Another good technique to boost the attractiveness of your offer is emotional investment. Don’t hesitate to assure the seller that you’re going to take care of the home and treat it properly. Many of the sellers are emotionally attached to the home, so giving them this kind of assurance bodes well to your offer.
The balancing act of contingencies
A standard purchase offer comes with many contingency clauses to give you an opportunity to back out of the contract should any of the stipulations become unacceptable. Unfortunately, sellers are apprehensive in dealing with buyers who put too many contingencies in the offer, especially if the home is in a seller’s market or has too many interested buyers. On the flip side, though, you need these contingencies to help you get out of a purchase agreement in case it gets messy later on.
So the question now is this: Should you remove or waive all contingencies?

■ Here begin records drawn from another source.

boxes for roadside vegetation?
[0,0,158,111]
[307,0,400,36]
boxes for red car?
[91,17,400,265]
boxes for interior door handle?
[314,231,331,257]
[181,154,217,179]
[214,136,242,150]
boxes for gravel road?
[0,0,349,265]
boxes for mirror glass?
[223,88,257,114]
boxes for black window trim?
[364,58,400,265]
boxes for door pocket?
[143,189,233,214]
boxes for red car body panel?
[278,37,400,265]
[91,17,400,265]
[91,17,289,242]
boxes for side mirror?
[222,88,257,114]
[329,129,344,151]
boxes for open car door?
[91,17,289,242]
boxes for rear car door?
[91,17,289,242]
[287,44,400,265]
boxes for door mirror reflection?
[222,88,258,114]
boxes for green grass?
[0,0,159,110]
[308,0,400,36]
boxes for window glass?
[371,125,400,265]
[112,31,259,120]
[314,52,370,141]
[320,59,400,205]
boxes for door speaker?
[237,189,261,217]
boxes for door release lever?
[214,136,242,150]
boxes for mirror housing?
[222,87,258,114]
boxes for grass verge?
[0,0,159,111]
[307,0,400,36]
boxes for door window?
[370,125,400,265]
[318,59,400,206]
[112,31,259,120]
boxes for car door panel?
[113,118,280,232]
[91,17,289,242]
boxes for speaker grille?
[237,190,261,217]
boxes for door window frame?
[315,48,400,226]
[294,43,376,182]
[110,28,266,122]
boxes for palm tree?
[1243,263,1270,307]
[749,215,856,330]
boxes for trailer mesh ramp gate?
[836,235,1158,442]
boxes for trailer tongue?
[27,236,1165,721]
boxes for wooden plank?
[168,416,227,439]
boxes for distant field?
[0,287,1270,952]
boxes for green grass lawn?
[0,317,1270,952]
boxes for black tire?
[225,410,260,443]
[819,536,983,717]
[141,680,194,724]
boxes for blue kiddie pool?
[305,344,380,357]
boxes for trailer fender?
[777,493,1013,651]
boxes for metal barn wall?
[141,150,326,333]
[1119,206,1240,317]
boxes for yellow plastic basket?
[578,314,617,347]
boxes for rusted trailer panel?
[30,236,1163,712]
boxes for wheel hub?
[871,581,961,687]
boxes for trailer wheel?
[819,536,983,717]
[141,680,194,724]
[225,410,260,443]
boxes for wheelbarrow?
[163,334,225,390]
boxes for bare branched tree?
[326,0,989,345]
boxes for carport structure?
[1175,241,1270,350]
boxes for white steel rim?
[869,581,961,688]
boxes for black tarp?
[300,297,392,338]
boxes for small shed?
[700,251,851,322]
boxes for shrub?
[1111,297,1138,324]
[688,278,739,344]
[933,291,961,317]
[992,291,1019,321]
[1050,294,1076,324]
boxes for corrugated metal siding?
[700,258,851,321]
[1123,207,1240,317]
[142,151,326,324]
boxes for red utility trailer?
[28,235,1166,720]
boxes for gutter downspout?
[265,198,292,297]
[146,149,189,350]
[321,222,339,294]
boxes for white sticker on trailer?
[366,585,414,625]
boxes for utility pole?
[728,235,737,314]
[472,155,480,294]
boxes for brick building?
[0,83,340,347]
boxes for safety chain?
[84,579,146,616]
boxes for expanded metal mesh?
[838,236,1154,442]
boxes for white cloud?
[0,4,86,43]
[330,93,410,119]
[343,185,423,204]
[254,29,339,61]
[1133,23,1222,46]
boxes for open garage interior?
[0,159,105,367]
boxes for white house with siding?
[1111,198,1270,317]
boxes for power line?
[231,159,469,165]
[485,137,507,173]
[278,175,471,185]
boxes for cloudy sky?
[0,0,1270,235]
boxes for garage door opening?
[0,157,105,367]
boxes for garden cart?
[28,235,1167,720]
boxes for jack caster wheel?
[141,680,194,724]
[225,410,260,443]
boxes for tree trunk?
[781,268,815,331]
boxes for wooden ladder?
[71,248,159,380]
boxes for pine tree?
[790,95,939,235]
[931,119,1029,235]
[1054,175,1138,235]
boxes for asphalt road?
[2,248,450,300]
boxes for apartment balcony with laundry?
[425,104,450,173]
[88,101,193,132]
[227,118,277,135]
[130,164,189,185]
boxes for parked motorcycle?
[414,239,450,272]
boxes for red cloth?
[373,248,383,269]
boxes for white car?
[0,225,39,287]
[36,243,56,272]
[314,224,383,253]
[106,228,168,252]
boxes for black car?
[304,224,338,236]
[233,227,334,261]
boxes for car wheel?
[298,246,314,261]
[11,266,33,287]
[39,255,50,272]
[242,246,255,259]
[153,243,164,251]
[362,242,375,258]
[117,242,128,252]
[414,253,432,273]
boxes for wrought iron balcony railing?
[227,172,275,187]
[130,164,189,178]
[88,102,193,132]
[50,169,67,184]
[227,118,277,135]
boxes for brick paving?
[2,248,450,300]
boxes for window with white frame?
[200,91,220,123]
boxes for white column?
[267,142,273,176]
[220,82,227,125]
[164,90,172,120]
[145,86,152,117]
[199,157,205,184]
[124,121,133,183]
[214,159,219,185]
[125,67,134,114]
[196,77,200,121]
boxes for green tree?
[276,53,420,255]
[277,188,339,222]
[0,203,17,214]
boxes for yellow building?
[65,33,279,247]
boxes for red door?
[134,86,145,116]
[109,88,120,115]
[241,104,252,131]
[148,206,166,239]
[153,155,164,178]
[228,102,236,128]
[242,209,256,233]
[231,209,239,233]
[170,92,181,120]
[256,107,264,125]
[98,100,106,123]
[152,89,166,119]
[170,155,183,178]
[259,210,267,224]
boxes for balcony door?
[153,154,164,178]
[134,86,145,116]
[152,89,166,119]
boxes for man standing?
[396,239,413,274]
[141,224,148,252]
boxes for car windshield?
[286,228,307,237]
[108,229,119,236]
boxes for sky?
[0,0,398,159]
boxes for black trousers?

Most experts in the real estate industry advise against it, saying that this removes the protection from buyers. Instead, they recommend retaining the contingency clauses but reducing the time to comply with specific tasks. For instance, instead of making the buyer’s response to a seller’s disclosure form run for 15 days, shorten it to four or five days. The same goes for home inspection, which typically goes for two weeks but can be reduced to one. The reduction in compliance time creates a sense of urgency and commitment on your part. It tells the seller that you are serious in buying the home and that you understand how precious the seller’s time is.
Keep your emotions in check
Acting on your emotions will probably not give you the best deal in terms of purchasing a home. You have no control over everything that happens within a home purchase, especially not the seller’s decision. If the seller refuses your offer and does not give a counter-offer, don’t linger on the property. Move on and look for other options.
Likewise, if you receive a “yes” or a counter-offer from the seller, don’t celebrate all out just yet. You might find yourself deciding too haphazardly, like telling your current landlord that you’re already going to move out. Always remind yourself that nothing is set or final until it is stated in writing. In the same way, all of your responses and requests must be written for them to be declared final.